他留下的虚像并没有什么异常,江父江母见他穿着一身便服回到病房内,略微带着责怪的口气训斥了他一下,随后就让他要躺在床上歇着。
江睿笑着摇头,拿出了刚才顺路下去办的出院手续单,说道:“妈,医生说我没事了,咱们可以回去了。”
江母自然不依,显然是不相信江睿的话。
“有病的人都说自己没病,”江母嗔了江睿一眼,随后看着推开门的医生,连忙迎了上去。
在江睿的精神暗示下,医生就只差没把江睿说成大力金刚的身体,江母这才将信将疑的带着江睿回了他们目前住着的宾馆。
*
“睿睿,我和你爸商量过了,”江母伸手给江睿夹了一筷子菜,看着江睿慢慢吃的样子说道:“你一个人在这边,出个什么事儿我都不知道,我和你爸都不放心……”
“妈。”江睿咽下了口中的菜,舔了舔嘴唇,说道:“这次发烧是个意外,以后绝对不会再有了。”
看着江母明显不同意的样子,江睿轻轻一笑,“搬家这个事情可大可小,你们不可能一直跟着我到处搬家,我也总归是要长大的。”
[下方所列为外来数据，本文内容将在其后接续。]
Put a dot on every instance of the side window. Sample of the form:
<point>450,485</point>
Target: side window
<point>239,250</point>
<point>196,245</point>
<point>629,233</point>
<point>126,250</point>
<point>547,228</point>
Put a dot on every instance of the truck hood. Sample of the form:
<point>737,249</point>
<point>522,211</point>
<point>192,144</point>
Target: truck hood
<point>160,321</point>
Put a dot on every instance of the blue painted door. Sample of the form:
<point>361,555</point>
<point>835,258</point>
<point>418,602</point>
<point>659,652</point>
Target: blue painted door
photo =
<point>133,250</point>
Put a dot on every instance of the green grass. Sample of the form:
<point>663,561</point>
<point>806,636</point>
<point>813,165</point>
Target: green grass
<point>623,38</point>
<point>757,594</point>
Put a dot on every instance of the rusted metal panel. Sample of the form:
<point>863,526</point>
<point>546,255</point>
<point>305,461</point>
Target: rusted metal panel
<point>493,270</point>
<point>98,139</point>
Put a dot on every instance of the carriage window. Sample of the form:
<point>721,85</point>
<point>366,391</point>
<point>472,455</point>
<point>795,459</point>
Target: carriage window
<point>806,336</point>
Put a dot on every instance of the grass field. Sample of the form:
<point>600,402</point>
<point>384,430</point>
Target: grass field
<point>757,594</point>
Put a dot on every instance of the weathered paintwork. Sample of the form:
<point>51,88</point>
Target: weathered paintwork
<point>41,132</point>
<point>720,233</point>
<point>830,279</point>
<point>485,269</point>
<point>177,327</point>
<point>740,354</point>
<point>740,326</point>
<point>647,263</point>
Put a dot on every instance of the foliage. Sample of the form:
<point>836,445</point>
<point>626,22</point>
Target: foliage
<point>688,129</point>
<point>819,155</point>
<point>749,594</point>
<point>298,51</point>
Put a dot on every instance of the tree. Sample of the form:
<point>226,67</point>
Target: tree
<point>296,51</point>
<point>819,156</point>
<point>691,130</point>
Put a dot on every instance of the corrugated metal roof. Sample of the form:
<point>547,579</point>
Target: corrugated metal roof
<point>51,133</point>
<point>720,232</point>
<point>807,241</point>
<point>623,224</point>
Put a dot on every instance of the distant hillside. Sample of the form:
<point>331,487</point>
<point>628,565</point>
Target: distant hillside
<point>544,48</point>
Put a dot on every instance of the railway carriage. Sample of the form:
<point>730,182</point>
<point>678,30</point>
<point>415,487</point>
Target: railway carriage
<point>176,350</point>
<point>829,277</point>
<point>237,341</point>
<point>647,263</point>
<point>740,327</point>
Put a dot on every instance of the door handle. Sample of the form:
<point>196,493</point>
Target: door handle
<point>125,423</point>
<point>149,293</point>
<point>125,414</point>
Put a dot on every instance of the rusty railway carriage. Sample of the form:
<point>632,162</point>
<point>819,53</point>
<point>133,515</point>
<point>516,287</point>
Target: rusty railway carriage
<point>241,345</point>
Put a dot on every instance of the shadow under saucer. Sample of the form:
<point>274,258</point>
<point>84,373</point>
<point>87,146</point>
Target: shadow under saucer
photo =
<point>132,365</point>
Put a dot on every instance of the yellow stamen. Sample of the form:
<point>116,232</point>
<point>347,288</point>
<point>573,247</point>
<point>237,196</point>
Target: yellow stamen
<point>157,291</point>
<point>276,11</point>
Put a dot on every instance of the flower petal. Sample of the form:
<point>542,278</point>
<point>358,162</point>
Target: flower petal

“再说,即便是你们搬了过来,在京城,你们一个人都不认识,京城的一切你们也都是不习惯的。”
江母点头叹了口气,他又怎么不知道这个道理呢。
江睿发烧的事情,自从他小时候的那一场高烧之外,她就额外的担心。
虽然好在没有留下什么后遗症,但是作为一个母亲的心里,总归是要担心的。
江睿小时候本就体弱,虽然自从他发了一次高烧之后身体就像是出现了免疫力一样的好了许多,但总归是让人放不下心。
再者,他们两人自小就是青市长大的,已经习惯了小城市宁静热闹的样子,在京城这种即便是在马路上面裸奔都没有人注意你的冷漠场面,也实在是让他们接受不了。
“再说,你忘了,我自己就是学医的……”劝说不行江睿改成忽悠,“你看,我种的那些花都是药材,你和我爸之前不都有个腰酸背疼的毛病,现在不也是没事儿了?这些年,小病小痛的也都没发过,对吧?”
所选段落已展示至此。